Cela étant supposé, il s'agit alors de savoir si c'est le jugement qui va l'emporter, ou si la cupidité, l'avidité, le désir, l'ambition, l'avarice, mouvements de thorax et de ventre, mouvements animaux (le voleur), vont l'emporter. Je rappelle le mot de Platon qui fonde cette morale tout intérieure, ce « salut » de l'âme, idée amplement développée par la révolution chrétienne contre les pharisiens, sépulcres blanchis. Religion intérieure. Lutte contre les désirs et les passions ; lutte de principe, et selon la force même des désirs et des passions. A chacun de connaître son point faible. Un tel pourra être prieur, un tel autre non ; car sous le prétexte de charité, d'amour de l'ordre, il apercevra les passions du tyran (Charles Quint). Les fameux jansénistes étaient habiles à découvrir ainsi les traces des désirs profanes, par exemple une sorte d'amour inférieur dans la charité l'orgueil dans la vertu, l'emportement dans l'amour de la vérité. Un homme qui s'oriente par là arrive à se détourner de beaucoup de soins. Il dit que cela est contraire au salut ; mais il faut bien l'entendre. Est-on capable d'être éloquent sans vanité ? Si non, il faut quitter l'éloquence. Ce qu'il y a de mauvais en elle, c'est qu'elle me plaît trop. Quitter les affaires, car je m'attache trop à l'argent. Remarquez qu'un tel homme (c'est le saint) ne juge pas les autres. On peut être général, banquier, marchand, juge, et même bourreau (Spinoza - l'homme frappe). Heureux ceux qui peuvent l'être (voir Platon). Ainsi il faut comprendre le solitaire par la force même des passions.


J'ai parlé du Janséniste, et sans considérer beaucoup la religion même qui est accessoire. Car, en somme, il n'y aurait point de dieu, que... C'est la position de Platon, peut-être unique dans le monde des esprits : le Janséniste sans Dieu. Que Dieu n'intervienne pas, cela rend notre position plus difficile encore (le mythe de Er). Personne ne peut nous pardonner. Par opposition,l'Église comme puissance sociale 3. Le Jésuite : l'ordre social est de Dieu, les pouvoirs aussi. Vertu tempérée par la commune opinion. On renonce à se juger. On s'en rapporte à l'autre. On vit selon le siècle, selon le métier et la fonction, selon les exemples honorés, selon le juste milieu. On ne cherche point une perfection impossible. On fait taire sa propre conscience. Il est trop difficile d'être platonicien ; il est trop agréable d'être aristotélicien 4.

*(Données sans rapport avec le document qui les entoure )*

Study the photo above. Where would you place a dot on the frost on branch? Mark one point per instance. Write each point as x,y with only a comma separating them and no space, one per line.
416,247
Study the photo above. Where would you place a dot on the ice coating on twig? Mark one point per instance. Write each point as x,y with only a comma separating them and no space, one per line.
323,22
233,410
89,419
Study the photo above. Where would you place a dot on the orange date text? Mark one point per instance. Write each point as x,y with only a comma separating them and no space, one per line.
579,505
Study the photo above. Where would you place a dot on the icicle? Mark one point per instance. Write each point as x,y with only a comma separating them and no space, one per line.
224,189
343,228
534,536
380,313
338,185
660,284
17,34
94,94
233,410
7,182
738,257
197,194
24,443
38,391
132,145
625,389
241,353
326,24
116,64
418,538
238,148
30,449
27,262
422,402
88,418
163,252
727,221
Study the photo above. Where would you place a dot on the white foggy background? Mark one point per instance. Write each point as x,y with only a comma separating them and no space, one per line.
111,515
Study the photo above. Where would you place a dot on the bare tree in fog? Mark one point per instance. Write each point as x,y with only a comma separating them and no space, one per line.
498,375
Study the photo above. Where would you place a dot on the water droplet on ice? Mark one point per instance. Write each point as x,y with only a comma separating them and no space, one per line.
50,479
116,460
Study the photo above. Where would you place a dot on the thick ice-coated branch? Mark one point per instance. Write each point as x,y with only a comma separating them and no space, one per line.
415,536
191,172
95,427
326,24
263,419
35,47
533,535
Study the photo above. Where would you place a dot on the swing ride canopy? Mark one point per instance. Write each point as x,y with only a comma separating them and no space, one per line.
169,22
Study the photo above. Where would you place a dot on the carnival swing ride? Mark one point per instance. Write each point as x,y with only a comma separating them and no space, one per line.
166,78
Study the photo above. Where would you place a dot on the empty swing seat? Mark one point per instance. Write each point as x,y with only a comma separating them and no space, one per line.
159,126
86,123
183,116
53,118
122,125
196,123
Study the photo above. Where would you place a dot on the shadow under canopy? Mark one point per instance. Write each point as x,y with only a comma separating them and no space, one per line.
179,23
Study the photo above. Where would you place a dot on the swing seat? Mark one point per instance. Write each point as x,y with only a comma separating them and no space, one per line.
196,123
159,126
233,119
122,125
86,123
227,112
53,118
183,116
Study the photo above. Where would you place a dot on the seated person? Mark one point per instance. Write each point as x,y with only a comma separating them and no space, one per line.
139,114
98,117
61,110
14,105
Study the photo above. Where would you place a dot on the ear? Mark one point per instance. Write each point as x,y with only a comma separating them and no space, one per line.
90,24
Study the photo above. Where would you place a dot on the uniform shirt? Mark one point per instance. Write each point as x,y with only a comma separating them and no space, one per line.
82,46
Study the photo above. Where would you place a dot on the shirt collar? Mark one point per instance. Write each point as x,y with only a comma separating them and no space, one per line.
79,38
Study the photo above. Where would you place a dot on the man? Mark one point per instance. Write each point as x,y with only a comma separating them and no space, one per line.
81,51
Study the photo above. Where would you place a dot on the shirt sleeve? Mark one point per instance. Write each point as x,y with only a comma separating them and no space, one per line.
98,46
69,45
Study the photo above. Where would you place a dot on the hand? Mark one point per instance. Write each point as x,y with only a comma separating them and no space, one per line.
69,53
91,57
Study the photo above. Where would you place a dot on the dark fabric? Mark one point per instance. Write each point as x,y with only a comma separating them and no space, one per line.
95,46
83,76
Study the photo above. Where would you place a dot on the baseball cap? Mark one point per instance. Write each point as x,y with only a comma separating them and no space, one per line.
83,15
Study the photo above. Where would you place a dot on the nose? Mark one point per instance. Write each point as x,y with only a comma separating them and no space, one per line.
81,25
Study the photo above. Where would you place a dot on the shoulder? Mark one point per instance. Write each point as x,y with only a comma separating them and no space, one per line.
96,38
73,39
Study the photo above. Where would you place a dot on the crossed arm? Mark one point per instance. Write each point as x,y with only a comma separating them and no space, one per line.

Ici Protagoras revient, disant qu'il ne faut point tant chercher. Ici la morale sociologique qui prend comme maxime qu'il faut servir. Mais évidemment cela ne suffit pas. Par exemple, le droit existant est quelque chose ; mais il se corrompt sans le sel du scrupule. Je fais comme les autres ; mais cela ne résout rien ; car ils agissent peut être bien ; mais, en les imitant, je puis faire mal.


Telle est l'opposition éternelle entre la conscience morale et la commune moralité. Le scrupule constant est une position inhumaine (Thébaïde - cette vie-ci n'a plus de sens), position honorable et honorée. Au rebours la vie selon la coutume et l'opinion formerait des monstres non moins inhumains : esclavage, torture, guerre, inégalités, misère, sans compter la torpeur de l'esprit, c'està-dire tous les genres de superstition, les castes et le formalisme. Nous vivons selon les deux, gardant plus ou moins intact le jugement de nous-mêmes selon notre propre conscience - c'est le sel -, alternativement et en quelque sorte par pulsations, janséniste, jésuite, tantôt platonicien, tantôt aristotélicien. Ceux qui ont des passions vives en viennent à Protagoras, s'ils ne refusent comme Platon.


1)Pragmatique du bourgeois.

2)« Marquise si mon visage... » Le fier Corneille. La griffe du lion. Mais ce sont des semblants. Cela est vil, dit Hello. Le regard porté où il faut, tout est dit. Foch toujours impatient de se battre. Semblant. Ce n'est pas lui qui se bat. Ce genre d'enquête est redoutable. Mais il montre aussi que les semblants ont une incroyable puissance. Nous retrouvons le pragmatisme ; car cette pensée n'est pas avantageuse ; elle affaiblit la troupe. La négation de tous ces semblants marque l'opposition de la foule et de l'individu, le retour à soi. Le conflit entre la Morale Sociale et la Morale est tout entier là.

3) Le curé Bonnet (Balzac, Le Curé de village). Miséricorde divine. Optimisme.

4) Aristote fatigué de Platon. Le plaisir.